The countdown is on toward Clayton Kershaw’s big payday, which isn’t a matter of whether it will happen, but when.
Felix Hernandez of the Mariners became the highest paid pitcher in baseball history Thursday after signing a contract extension for 7-years/$175 million.
Kershaw, 25 in March, comes off a season where he went 14-9 with a 2.53 ERA, which was the best in baseball.
Meanwhile, Hernandez, 27 in April, went 13-9 with a 3.06 ERA, and hasn’t turned in a sub-3.00 ERA since 2010.

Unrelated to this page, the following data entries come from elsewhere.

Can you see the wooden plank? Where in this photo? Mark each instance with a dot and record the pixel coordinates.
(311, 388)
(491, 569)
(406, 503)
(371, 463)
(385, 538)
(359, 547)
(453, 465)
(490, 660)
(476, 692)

In fact, Kershaw’s career ERA (2.79) is nearly half a run better than that of Hernandez (3.22).
Nearly identical, right?
Save for the fact that Kershaw is two years younger and pitching in the National League.
Kershaw’s fastball averaged 93.0 against Hernandez’s 92.4.
Then there’s Kershaw’s FIP of 2.89 versus Hernandez’s 3.20.
Both pitchers were capable of winning 20 games apiece with the proper situations, but each suffered from a lack of run support.
However, on paper, Kershaw was the better pitcher, and will unseat Hernandez as the best pitcher in baseball without a mega-contract.
Cole Hamels got paid by the Phillies — receiving a 7-year/$153 million contract.
As did Kershaw’s new teammate Zack Greinke, who was given a 6-year/$159 million contract.
Dodgers GM Ned Colletti has gone on record to say that the team is not focusing on a Kershaw extension.
Luckily for the organization, Kershaw appears to be in no rush.
However, at some point this season, expect that to change.
Kershaw is arbitration-eligible at the end of this season, with the following year being the first chance he could test free agency.
Perhaps another one year deal is in store. It seems to be the most likely event.
When Kershaw becomes a free agent at age 26, the Dodgers can lock him into a deal of at least seven years, worth anywhere in the range of $200-250 million, and perhaps even longer and for more money.
If anybody deserves to be the highest paid pitcher in the game, it’s Clayton Kershaw.
Should his numbers not convince you last season, don’t forget 2011, when at age 23 Kershaw went 21-5 with a 2.28 ERA.
Guggenheim Partners will monitor this situation in a clever way. Once it deems the time to be right, expect Clayton Kershaw to be announced as the next Dodgers lifer.